The property, which is now open to the public for hunting, hiking, birding, and wildlife watching, is located along Millers Station Road and U.S Route 6 and 19, and is adjacent to State Game Land #277. The area provides a forested riparian buffer on the main stem of French Creek, a natural waterway that has the highest level of aquatic biodiversity of any stream of its size in Pennsylvania. French Creek and its tributaries provide habitat for five species of federally endangered and threatened freshwater mussels and other mussel species, as well as numerous fish species in greatest need of conservation in Pennsylvania.

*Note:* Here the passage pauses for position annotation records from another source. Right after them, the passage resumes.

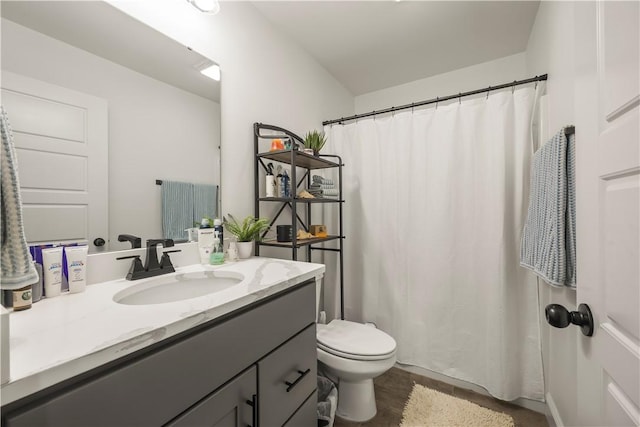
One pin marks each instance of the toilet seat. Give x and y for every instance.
(355, 341)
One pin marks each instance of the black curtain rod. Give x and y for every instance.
(438, 99)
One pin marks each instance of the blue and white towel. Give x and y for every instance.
(185, 204)
(548, 245)
(16, 266)
(177, 209)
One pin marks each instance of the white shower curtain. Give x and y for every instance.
(435, 204)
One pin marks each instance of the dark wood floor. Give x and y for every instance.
(393, 389)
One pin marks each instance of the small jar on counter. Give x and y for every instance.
(18, 299)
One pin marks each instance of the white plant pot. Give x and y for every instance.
(245, 249)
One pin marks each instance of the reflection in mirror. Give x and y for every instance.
(101, 107)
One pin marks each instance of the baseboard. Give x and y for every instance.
(553, 417)
(540, 407)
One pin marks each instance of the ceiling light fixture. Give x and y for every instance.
(212, 71)
(206, 6)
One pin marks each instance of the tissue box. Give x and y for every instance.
(318, 230)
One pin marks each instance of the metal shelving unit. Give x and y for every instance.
(303, 163)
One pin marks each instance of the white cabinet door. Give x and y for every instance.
(61, 139)
(608, 209)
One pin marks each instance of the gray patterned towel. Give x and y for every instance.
(16, 266)
(548, 245)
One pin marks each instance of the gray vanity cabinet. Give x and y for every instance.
(233, 405)
(209, 373)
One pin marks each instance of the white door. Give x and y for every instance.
(607, 94)
(61, 145)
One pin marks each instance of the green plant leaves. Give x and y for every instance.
(251, 228)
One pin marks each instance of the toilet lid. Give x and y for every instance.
(355, 340)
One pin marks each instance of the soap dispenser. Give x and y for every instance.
(206, 236)
(217, 254)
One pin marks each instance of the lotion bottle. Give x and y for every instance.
(206, 234)
(217, 254)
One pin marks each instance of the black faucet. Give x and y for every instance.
(135, 241)
(151, 265)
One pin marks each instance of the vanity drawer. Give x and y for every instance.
(287, 377)
(307, 414)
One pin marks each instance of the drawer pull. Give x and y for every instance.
(254, 412)
(293, 384)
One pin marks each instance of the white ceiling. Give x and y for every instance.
(89, 25)
(372, 45)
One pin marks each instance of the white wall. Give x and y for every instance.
(265, 78)
(502, 70)
(156, 131)
(551, 50)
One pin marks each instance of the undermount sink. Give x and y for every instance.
(177, 287)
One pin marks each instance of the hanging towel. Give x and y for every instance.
(17, 269)
(548, 245)
(177, 209)
(205, 199)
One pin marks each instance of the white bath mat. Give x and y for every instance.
(426, 407)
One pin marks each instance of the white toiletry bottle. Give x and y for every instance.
(217, 254)
(206, 234)
(219, 231)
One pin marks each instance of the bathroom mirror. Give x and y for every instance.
(161, 115)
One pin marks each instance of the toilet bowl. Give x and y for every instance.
(354, 354)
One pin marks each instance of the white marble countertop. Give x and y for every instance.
(64, 336)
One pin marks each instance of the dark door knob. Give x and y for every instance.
(560, 317)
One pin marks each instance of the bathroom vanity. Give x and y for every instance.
(242, 356)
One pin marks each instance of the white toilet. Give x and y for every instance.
(354, 354)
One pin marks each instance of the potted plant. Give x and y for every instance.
(314, 140)
(249, 230)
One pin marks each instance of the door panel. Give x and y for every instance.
(61, 141)
(620, 61)
(608, 193)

Protecting forested areas near streams is a high priority for conservation, according to WPC land protection manager Ann Sand. “Forested riparian corridors help regulate the temperature of rivers and streams, and create stream-side conditions that contribute to improved water quality and aquatic habitat,” said Sand.
The property is located northwest of the Erie National Wildlife Refuge, a Pennsylvania Audubon Society Important Bird Area where more than 236 bird species including bald eagle, sedge wren, and Northern harrier have been recorded. Although not part of the Important Bird Area, the property contributes to the ecological value of the region due to its close proximity, size, and variety of habitats.
The property was purchased with funds from the estate of Helen B. Katz. Through a partnership with Ducks Unlimited, a $100,000 grant from the North American Wetlands Conservation Act also assisted the purchase. This federal funding source is used for wetland habitat conservation throughout North America.
Since 1969, WPC has protected approximately 5,000 acres within the French Creek Watershed.